Design Analysis of Algorithm

B-trees

We model disk operations in our pseudocode as follows. Let x be a pointer to an object. If the object is currently in the computer's main memory, then we can refer to the fields of the object as usual: key[x], for example. If the object referred to by x resides on disk, however, then we must perform the operation DISK-READ(x) to read object x into main memory before we can refer to its fields. (We assume that if x is already in main memory, then DISK-READ(x) requires no disk accesses; it is a "no-op.") Similarly, the operation DISK-WRITE(x) is used to save any changes that have been made to the fields of object x. That is, the typical pattern for working with an object is as follows:

  • x a pointer to some object

  • DISK-READ(x)

  • operations that access and/or modify the fields of x

  • DISK-WRITE(x) Omitted if no fields of x were changed.
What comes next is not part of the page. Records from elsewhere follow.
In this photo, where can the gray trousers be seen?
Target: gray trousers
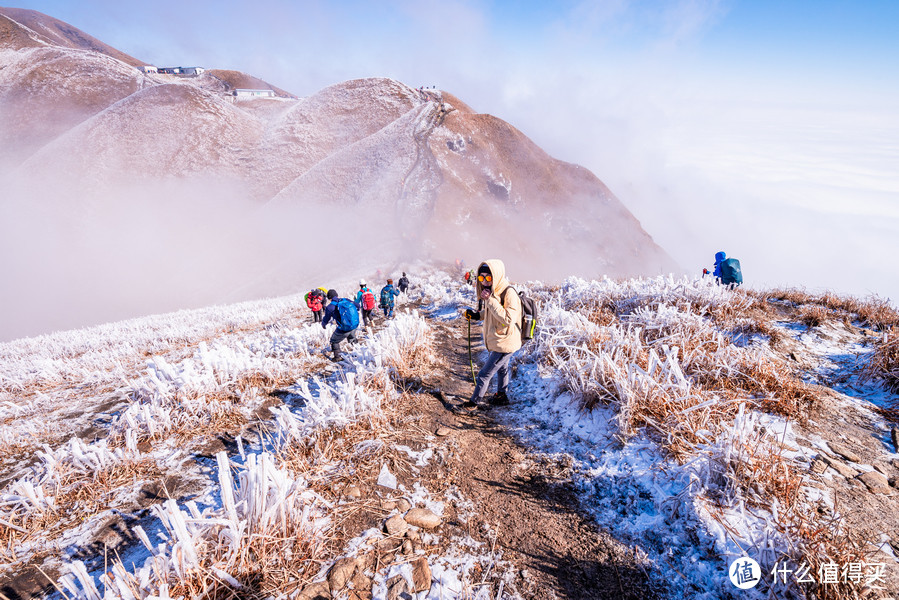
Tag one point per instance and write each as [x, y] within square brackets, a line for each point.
[339, 336]
[497, 364]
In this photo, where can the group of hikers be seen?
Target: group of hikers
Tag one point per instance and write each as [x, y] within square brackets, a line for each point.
[328, 305]
[509, 318]
[726, 271]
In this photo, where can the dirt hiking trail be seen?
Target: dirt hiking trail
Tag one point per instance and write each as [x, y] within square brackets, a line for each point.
[527, 500]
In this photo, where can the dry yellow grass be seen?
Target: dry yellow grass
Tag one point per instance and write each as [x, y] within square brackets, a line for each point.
[884, 362]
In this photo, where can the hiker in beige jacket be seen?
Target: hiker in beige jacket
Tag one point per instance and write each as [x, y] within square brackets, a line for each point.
[500, 307]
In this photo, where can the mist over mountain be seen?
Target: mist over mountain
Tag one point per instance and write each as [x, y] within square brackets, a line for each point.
[135, 192]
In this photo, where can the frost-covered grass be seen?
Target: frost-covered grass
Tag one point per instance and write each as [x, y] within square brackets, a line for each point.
[884, 362]
[267, 535]
[692, 374]
[676, 399]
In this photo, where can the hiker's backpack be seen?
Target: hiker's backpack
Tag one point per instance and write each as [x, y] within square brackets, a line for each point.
[528, 323]
[730, 272]
[346, 314]
[368, 299]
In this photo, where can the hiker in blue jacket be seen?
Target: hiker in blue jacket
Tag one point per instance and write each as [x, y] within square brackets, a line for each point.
[727, 270]
[347, 322]
[365, 301]
[388, 298]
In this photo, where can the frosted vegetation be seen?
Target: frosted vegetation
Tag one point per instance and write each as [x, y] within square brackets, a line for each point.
[672, 399]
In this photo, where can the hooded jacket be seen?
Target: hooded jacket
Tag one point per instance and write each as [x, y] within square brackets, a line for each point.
[502, 320]
[719, 258]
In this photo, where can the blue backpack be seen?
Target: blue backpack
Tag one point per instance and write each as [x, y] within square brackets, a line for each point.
[387, 295]
[346, 314]
[731, 272]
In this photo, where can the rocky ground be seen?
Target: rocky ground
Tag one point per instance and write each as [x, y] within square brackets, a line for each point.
[437, 501]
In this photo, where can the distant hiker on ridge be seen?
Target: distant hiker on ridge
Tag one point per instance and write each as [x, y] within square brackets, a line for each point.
[727, 270]
[388, 298]
[365, 300]
[315, 300]
[501, 312]
[346, 316]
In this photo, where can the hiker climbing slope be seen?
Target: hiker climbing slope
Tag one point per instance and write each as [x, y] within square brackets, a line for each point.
[403, 283]
[344, 313]
[388, 298]
[728, 270]
[315, 301]
[500, 308]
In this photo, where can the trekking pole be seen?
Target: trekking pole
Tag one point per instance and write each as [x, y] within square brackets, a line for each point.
[470, 361]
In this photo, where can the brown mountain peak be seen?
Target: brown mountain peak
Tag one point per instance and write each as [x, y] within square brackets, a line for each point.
[53, 32]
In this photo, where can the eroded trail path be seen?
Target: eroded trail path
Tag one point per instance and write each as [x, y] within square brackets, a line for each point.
[526, 500]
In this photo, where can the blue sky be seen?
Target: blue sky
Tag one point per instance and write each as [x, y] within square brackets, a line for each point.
[777, 118]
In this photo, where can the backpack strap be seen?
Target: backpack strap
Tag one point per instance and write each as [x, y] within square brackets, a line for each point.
[502, 300]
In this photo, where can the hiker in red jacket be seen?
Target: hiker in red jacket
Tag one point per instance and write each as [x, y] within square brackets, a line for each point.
[314, 300]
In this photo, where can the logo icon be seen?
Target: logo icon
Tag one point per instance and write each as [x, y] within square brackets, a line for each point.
[745, 573]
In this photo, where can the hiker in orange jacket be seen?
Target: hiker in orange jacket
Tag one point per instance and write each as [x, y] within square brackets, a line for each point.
[500, 308]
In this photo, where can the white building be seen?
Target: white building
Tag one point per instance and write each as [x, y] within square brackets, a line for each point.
[247, 93]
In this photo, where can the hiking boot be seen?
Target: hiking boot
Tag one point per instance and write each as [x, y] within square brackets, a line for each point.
[499, 399]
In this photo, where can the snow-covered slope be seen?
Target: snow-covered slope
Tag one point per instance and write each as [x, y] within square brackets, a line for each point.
[697, 425]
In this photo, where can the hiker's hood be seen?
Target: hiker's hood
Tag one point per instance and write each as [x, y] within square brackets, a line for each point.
[498, 270]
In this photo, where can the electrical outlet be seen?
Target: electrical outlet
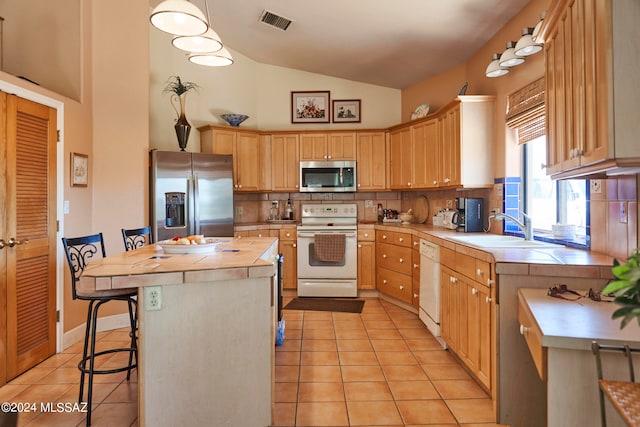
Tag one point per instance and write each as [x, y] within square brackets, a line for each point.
[596, 186]
[152, 298]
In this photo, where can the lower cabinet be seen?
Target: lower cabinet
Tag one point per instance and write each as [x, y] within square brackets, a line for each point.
[366, 259]
[394, 265]
[467, 307]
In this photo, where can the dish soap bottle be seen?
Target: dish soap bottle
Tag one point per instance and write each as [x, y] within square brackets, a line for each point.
[288, 211]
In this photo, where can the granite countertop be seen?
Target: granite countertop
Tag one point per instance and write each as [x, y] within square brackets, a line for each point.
[232, 259]
[575, 324]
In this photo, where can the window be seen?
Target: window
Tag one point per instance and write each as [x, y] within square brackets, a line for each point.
[550, 202]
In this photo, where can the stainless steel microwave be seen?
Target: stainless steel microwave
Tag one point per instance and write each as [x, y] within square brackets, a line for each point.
[328, 177]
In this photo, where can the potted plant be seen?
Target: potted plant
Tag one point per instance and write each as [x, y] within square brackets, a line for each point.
[626, 289]
[178, 90]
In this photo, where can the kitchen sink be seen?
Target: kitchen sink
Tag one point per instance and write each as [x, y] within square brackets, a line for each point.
[499, 241]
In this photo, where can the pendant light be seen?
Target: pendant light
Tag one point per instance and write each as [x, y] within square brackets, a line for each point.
[179, 17]
[526, 46]
[494, 69]
[207, 42]
[220, 58]
[509, 58]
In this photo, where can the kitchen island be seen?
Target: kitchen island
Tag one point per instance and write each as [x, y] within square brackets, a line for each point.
[559, 333]
[206, 344]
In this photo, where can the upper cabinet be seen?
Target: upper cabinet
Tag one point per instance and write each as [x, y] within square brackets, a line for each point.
[592, 99]
[371, 160]
[246, 148]
[327, 146]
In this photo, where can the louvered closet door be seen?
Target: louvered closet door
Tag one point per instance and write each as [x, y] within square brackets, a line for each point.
[30, 215]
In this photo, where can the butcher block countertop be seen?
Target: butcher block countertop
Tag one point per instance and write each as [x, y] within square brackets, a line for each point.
[575, 324]
[232, 259]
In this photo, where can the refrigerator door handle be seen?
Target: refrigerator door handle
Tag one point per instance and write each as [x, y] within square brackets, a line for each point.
[196, 203]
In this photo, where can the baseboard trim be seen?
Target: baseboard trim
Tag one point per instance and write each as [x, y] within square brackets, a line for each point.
[106, 323]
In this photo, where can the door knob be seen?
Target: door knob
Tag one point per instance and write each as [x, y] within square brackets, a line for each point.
[13, 242]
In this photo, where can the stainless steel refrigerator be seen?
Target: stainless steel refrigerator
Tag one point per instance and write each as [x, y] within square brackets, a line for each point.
[191, 193]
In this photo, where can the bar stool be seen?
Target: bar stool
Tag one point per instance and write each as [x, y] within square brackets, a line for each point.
[135, 238]
[79, 251]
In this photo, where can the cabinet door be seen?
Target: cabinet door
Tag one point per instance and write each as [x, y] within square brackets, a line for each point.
[366, 265]
[342, 146]
[371, 161]
[285, 169]
[400, 161]
[313, 147]
[247, 162]
[450, 147]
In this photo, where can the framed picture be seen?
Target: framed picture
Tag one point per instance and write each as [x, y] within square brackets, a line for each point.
[346, 111]
[79, 170]
[310, 107]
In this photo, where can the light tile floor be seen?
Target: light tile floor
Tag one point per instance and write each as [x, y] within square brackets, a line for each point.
[381, 367]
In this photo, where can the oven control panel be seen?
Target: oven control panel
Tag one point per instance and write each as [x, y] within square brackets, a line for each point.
[348, 210]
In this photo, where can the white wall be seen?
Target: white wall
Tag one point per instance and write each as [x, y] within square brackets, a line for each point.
[263, 92]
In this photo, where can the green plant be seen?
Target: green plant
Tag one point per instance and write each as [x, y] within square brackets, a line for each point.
[626, 289]
[178, 87]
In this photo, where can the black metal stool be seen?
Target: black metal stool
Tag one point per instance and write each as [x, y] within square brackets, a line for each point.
[135, 238]
[79, 251]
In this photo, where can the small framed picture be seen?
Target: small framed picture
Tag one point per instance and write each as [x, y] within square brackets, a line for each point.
[310, 107]
[346, 111]
[79, 170]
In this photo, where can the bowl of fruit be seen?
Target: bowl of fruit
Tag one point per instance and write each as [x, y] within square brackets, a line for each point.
[194, 244]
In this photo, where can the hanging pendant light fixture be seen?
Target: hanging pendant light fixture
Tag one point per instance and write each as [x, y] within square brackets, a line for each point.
[220, 58]
[207, 42]
[509, 58]
[494, 69]
[526, 46]
[179, 17]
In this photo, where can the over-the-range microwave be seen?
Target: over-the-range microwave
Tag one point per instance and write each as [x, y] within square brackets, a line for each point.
[328, 177]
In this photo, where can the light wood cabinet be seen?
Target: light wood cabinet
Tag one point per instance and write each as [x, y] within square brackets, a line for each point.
[394, 265]
[366, 259]
[289, 249]
[467, 311]
[591, 95]
[331, 146]
[245, 148]
[371, 160]
[285, 168]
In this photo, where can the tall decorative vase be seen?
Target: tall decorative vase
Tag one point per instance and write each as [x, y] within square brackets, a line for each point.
[182, 126]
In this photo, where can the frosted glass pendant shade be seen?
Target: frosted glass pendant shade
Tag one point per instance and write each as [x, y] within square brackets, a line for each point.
[179, 17]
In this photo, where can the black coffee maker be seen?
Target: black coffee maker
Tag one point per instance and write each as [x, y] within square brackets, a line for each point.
[468, 216]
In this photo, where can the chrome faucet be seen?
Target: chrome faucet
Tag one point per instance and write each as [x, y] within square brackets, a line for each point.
[526, 227]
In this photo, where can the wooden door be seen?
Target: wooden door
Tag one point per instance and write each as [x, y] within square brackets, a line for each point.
[28, 204]
[371, 161]
[285, 170]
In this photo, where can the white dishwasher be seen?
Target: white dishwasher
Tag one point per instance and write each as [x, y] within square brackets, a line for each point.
[430, 288]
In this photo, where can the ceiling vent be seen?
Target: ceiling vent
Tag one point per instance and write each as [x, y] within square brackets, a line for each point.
[270, 18]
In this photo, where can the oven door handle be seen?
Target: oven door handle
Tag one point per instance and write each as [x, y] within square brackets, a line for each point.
[348, 234]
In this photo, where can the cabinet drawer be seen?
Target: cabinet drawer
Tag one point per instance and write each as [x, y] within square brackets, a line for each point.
[288, 234]
[395, 258]
[466, 264]
[483, 273]
[367, 235]
[448, 257]
[395, 284]
[533, 337]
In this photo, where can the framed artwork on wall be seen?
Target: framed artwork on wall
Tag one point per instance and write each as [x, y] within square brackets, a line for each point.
[346, 111]
[79, 170]
[310, 107]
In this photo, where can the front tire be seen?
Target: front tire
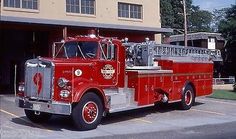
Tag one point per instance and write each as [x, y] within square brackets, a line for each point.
[40, 117]
[188, 98]
[87, 114]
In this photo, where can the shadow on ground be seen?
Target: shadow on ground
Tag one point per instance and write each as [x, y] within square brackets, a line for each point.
[58, 122]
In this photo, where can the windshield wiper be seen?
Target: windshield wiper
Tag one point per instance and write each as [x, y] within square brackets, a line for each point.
[81, 51]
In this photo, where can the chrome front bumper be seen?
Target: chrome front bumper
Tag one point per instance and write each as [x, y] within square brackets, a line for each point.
[53, 107]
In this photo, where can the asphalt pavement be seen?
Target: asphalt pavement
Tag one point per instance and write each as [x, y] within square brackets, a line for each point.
[209, 118]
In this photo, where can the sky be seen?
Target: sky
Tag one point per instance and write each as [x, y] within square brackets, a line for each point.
[210, 5]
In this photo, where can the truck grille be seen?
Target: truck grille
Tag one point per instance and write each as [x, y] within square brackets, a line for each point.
[38, 79]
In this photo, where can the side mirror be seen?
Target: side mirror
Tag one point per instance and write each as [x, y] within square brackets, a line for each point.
[53, 50]
[112, 51]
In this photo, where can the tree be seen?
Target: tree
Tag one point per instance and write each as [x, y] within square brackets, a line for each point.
[218, 15]
[200, 20]
[227, 27]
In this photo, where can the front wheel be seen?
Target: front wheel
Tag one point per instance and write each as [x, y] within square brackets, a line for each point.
[188, 98]
[87, 114]
[37, 117]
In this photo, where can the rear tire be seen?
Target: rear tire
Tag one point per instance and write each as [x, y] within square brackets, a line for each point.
[40, 118]
[87, 114]
[188, 98]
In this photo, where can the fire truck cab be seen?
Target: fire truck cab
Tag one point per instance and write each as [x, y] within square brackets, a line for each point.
[90, 76]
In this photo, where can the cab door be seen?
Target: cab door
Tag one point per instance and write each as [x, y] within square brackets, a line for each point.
[108, 66]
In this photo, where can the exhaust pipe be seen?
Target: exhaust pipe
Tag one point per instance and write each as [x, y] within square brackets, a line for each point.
[164, 98]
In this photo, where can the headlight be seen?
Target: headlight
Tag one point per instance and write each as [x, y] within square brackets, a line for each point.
[62, 82]
[65, 93]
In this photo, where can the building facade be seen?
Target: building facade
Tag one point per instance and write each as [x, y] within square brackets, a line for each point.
[200, 39]
[29, 27]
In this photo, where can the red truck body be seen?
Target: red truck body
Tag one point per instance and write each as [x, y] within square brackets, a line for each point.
[90, 76]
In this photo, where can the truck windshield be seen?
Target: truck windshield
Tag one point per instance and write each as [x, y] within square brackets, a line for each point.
[76, 49]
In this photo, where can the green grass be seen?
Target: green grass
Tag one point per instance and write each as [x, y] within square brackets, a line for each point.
[224, 94]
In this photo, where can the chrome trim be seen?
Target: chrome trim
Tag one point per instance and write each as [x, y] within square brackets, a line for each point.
[48, 107]
[45, 68]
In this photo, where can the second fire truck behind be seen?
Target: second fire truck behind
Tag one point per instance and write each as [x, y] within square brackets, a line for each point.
[90, 76]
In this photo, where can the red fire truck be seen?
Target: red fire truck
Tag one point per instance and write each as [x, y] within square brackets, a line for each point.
[90, 76]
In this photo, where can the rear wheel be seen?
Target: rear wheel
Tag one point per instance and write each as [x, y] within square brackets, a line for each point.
[87, 114]
[37, 117]
[188, 98]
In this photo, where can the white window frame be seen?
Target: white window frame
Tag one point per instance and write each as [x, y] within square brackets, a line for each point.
[8, 5]
[87, 10]
[137, 14]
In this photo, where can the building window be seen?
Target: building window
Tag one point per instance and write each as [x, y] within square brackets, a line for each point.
[25, 4]
[80, 6]
[129, 10]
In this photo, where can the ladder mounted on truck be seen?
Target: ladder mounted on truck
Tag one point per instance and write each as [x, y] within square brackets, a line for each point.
[144, 54]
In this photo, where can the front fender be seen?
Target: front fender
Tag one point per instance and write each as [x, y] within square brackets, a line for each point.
[84, 87]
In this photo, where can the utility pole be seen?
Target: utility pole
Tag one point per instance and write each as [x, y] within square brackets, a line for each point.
[185, 25]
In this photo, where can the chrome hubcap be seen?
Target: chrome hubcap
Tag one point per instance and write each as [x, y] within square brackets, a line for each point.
[90, 112]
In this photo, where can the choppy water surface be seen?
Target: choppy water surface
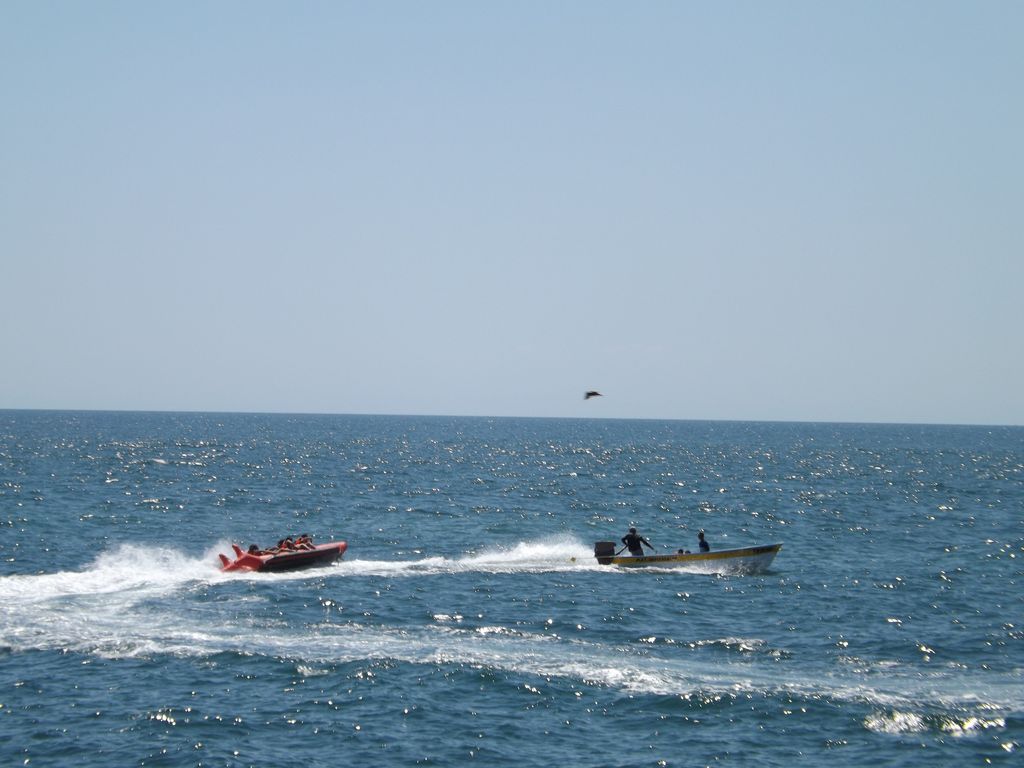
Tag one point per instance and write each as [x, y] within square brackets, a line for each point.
[469, 621]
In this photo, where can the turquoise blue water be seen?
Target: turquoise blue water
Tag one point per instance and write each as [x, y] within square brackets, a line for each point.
[468, 623]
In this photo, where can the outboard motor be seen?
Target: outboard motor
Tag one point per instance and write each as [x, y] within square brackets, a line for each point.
[604, 551]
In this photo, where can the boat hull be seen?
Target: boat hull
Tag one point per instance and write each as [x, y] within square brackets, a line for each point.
[323, 554]
[740, 560]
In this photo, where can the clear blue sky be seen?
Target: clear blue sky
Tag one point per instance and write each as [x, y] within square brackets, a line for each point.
[707, 210]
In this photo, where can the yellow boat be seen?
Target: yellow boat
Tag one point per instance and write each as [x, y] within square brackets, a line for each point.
[740, 560]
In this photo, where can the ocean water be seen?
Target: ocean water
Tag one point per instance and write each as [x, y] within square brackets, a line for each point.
[469, 623]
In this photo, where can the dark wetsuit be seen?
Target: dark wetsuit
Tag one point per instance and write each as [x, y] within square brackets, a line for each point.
[635, 542]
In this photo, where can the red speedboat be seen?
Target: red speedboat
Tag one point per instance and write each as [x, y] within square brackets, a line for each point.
[322, 554]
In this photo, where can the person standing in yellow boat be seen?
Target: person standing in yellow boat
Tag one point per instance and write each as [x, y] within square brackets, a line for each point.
[635, 543]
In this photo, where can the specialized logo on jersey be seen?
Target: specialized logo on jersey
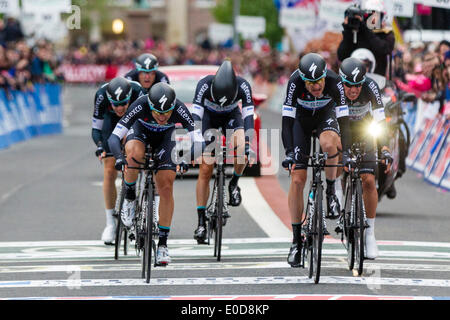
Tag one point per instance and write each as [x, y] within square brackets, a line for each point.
[163, 101]
[118, 92]
[222, 101]
[355, 73]
[147, 63]
[313, 69]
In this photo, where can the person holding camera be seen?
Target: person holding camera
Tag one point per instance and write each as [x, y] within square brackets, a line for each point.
[366, 28]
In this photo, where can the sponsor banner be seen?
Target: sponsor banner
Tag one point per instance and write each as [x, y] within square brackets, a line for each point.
[436, 149]
[24, 115]
[445, 182]
[91, 73]
[441, 164]
[426, 152]
[419, 141]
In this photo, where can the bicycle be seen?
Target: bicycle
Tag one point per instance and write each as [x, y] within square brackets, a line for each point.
[353, 217]
[313, 232]
[145, 221]
[217, 211]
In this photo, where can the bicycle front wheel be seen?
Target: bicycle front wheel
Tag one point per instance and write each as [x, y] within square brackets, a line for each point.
[317, 236]
[358, 232]
[149, 243]
[219, 218]
[121, 232]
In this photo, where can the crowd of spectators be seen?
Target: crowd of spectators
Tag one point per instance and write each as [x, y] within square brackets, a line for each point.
[271, 65]
[424, 69]
[21, 65]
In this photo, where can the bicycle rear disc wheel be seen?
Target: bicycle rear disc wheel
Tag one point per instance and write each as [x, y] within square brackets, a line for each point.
[149, 243]
[317, 237]
[359, 228]
[120, 227]
[348, 229]
[219, 218]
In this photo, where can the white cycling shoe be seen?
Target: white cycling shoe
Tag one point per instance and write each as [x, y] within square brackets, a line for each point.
[127, 213]
[109, 234]
[371, 249]
[162, 256]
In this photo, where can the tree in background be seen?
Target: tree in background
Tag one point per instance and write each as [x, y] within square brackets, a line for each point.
[223, 13]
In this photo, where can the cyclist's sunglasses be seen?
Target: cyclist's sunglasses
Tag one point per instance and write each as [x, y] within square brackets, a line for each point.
[310, 82]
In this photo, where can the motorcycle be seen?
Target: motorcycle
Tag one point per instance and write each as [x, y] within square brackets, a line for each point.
[399, 138]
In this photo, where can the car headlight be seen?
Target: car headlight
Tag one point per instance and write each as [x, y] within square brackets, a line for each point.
[375, 129]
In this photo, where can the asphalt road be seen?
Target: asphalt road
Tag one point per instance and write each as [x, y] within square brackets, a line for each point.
[51, 219]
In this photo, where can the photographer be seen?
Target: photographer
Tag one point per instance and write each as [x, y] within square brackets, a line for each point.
[356, 34]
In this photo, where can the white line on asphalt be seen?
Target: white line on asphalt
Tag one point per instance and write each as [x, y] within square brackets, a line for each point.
[216, 266]
[257, 207]
[367, 281]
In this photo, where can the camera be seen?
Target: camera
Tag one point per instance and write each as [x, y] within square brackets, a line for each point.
[353, 22]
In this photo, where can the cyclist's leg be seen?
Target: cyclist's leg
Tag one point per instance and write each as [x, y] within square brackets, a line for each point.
[370, 197]
[238, 144]
[164, 179]
[330, 140]
[134, 148]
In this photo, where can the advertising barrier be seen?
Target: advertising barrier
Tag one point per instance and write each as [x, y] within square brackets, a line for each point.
[91, 73]
[24, 115]
[429, 152]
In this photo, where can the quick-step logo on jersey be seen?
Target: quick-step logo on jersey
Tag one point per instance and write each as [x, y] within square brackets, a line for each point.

  • other operations that access but do not modify fields of x

The system can keep only a limited number of pages in main memory at any one time. We shall assume that pages no longer in use are flushed from main memory by the system; our B-tree algorithms will ignore this issue.

Since in most systems the running time of a B-tree algorithm is determined mainly by the number of DISK-READ and DISK-WRITE operations it performs, it is sensible to use these operations efficiently by having them read or write as much information as possible. Thus, a B-tree node is usually as large as a whole disk page. The number of children a B-tree node can have is therefore limited by the size of a disk page.

For a large B-tree stored on a disk, branching factors between 50 and 2000 are often used, depending on the size of a key relative to the size of a page. A large branching factor dramatically reduces both the height of the tree and the number of disk accesses required to find any key. Figure 18.3 shows a B-tree with a branching factor of 1001 and height 2 that can store over one billion keys; nevertheless, since the root node can be kept permanently in main memory, only two disk accesses at most are required to find any key in this tree!

Figure 18.3: A B-tree of height 2 containing over one billion keys. Each internal node and leaf contains 1000 keys. There are 1001 nodes at depth 1 and over one million leaves at depth 2. Shown inside each node x is n[x], the number of keys in x.